The accepted wisdom of the modern console industry is that hardware generations last five years. The current lineup of consoles is challenging this convention, largely because it’s taken Microsoft and Sony nearly that long to stop hemorrhaging cash. Nintendo, of course, remains perfectly profitable and, as history has proven, will never rush toward ostensible progress when there’s money to be made by standing perfectly still.
Case in point, the NES. By the time the hardware turned five, its software was just becoming good. By its fifth anniversary in the U.S., two years later, its lineup had matured to downright great. Around that time, two technologically superior machines had become available for American gamers to enjoy, but neither Nintendo nor its developers nor its customers were ready to abandon the NES just yet. There was just too much money to be made, and thus plenty of great software to enjoy.
It was basic economics in action: The NES was ubiquitous enough that publishers could still turn a healthy profit by producing products that were no longer at the leading edge of technology. In turn, the system remained popular among gamers because it hadn’t yet faded to irrelevance. Industry and consumers provided mutual incentive, and the NES survived well beyond the sell-by date of subsequent generations.
Of course, no one knew what the natural life of a console would be back then, because Nintendo was pioneering new territory. Previous hardware generations had burned themselves out in a blaze of unmanageable limitations or fatal greed. Nintendo was the first console maker to establish a viable equilibrium of technology, software diversity, and manufacturer-level control over the marketplace—the test case.
The fact that the NES didn’t up and vanish at the five-year mark betrays the system’s prototypical nature... and the immaturity of the industry hype machine.
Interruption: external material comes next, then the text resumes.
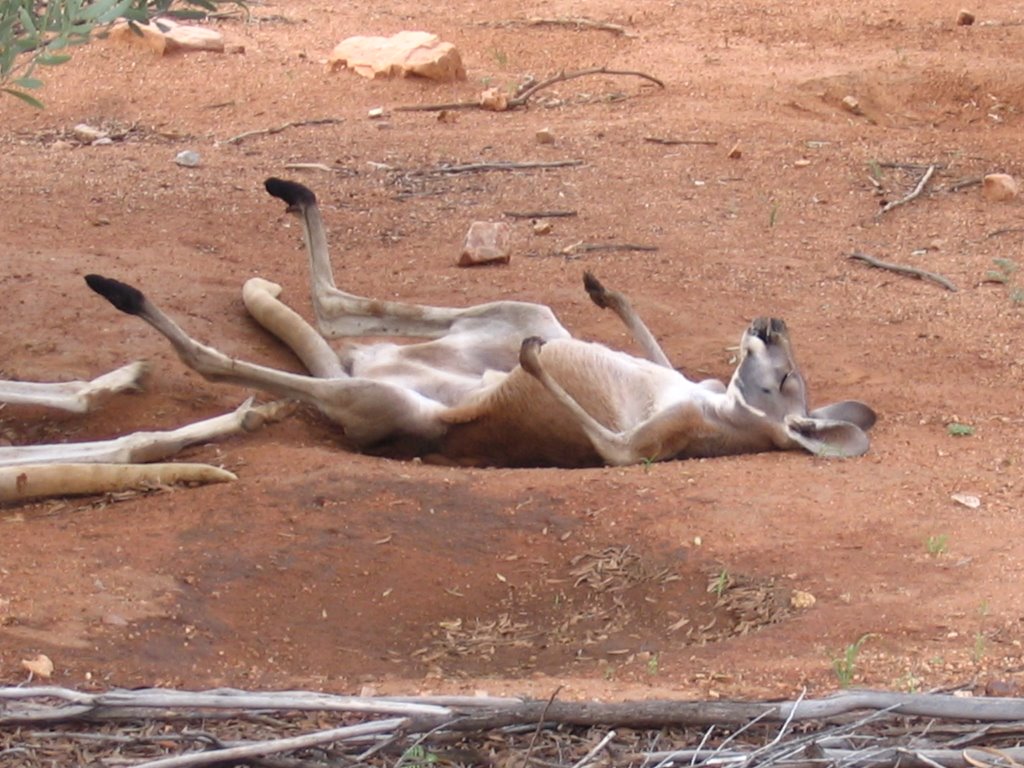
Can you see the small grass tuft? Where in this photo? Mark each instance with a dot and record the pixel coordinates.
(937, 545)
(845, 666)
The triumvirate of tastemakers—publishers, the press, and the gaming community—have developed into an echo chamber that drives the hardcore to the next shiny thing. Two decades ago, however, the hype machine was still imperfect. Sure, we saw Genesis screenshots, and they were amazing enough. But they didn’t convince us—not right away.
Meanwhile, with the NES clearly in no danger of fading away, developers took inspiration from the burgeoning 16-bit generation for their NES games. Formerly unthinkable tricks like parallax scrolling and improved color depth became common. Sometimes these advances were achieved with pricey specialized ROM chips, but sometimes the secret was skilled programming and the simple realization that these things could be done. The NES was no longer the platform for fresh new ideas, but its iterative imitations were perfectly engrossing for millions of fans who had spent countless hours with their Nintendo Entertainment Systems and had every intent of investing countless more.